Of course, there’s no easy way into this, and there are many problems and reductions in what I say above. Moreover, I want to show how this unique force of articulation can be institutionalized by the positivistic entities poets instinctively resist. That tension between absolute play in the field of life, pushing language to achieve its maximum potential, loses its occult (hidden) apprehension when it is brought into more open and public spaces. Coleridge’s Rime of the Ancient Mariner is an example of a poem whose rhetorical values shift with each successive anthology. However, audiences widen through this institutionalization. And so rather than an audience, in Blake’s sense, that lives in eternity, the poet, over time, with institutional support, finds an audience in a future he or she could never have comprehended. That is an aspect of the fetishization of power scientific positivism has led us to. There’s not much else to say about that right now. Poets want to find out the nature of their experience and to actively persuade others (the other their otherness—or something like that) of some change in the world based on the perceptions that made the poem in relationship with the instability of their presence in the poem. The anthologists want to establish relationships of power, making representational objects out of natural forces.
I might look at the following writers in detail:
Coleridge—particularly his publication of The Friend and how he identified its audience in the early 18th c.
Hopkins—how he wrote in notebooks all of his life, sharing work with friends, only receiving publication after his death in the 20th c.

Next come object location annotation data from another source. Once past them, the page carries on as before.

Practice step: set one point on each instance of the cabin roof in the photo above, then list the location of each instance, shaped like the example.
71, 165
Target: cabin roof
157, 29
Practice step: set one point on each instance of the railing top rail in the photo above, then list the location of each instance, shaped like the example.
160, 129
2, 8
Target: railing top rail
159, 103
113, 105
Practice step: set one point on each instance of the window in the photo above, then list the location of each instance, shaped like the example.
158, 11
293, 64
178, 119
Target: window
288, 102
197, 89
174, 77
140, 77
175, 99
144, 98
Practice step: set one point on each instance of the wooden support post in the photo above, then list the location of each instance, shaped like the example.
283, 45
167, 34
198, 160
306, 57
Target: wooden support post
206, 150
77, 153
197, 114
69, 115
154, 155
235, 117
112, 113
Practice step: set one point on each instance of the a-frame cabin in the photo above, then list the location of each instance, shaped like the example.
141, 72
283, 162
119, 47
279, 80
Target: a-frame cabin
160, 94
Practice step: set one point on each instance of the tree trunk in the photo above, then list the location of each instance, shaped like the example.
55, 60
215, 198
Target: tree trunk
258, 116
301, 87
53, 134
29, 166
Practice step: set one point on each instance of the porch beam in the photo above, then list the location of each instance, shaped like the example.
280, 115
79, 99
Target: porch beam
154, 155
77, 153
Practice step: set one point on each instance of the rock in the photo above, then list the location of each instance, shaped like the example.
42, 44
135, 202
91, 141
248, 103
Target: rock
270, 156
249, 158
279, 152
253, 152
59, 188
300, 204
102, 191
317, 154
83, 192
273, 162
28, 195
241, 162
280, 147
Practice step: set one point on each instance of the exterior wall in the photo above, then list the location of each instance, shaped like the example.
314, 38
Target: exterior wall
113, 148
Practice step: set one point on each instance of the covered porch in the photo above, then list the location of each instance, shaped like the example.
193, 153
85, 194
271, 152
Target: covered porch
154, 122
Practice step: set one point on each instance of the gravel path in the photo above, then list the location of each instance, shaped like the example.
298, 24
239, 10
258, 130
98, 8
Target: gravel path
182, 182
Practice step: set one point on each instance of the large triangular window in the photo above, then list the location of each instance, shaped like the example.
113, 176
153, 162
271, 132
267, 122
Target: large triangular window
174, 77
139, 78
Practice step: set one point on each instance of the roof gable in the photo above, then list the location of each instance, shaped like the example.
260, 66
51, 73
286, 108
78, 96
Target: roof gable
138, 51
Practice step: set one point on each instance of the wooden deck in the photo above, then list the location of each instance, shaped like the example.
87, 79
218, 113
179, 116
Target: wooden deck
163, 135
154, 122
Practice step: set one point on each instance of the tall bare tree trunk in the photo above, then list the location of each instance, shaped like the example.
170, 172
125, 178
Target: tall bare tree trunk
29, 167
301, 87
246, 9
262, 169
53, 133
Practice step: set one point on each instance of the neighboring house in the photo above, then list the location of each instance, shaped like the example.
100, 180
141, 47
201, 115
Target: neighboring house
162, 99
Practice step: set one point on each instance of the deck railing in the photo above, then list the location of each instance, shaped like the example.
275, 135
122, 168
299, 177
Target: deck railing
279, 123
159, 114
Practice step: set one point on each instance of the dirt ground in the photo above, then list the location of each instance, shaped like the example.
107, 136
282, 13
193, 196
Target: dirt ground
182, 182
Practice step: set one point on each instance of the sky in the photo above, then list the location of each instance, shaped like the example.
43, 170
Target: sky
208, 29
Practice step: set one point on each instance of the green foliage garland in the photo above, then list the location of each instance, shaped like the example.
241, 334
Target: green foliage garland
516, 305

A unique opportunity to compare an audience of one, say, where composition, invention and reception generate from one source with the audience who received books in hand.
Hardy—a popular novelist who lost satisfaction with the social obligation of the form. Pursued poetry in his later years and into the 20th century. Not a popular poet. What did poetry offer him the novel did not? His audience was often hostile, shrinking—someone significant to consider.
These three have all been significantly anthologized and so I could look at how they have been presented in different contexts.
Blake, Wordsworth, Emerson, Dickinson, Poe, will be considered, perhaps, who know what will actually arrive when it does?
This began as a conversation and continues to occupy my study. This began as a practice in poetry and as a small publisher of poetry in magazines and books. This began because I was curious in Ezra Pound, Charles Olson, Edward Dorn, Robert Duncan, Robert Creeley and how they did what they did and still do what they do to particular people.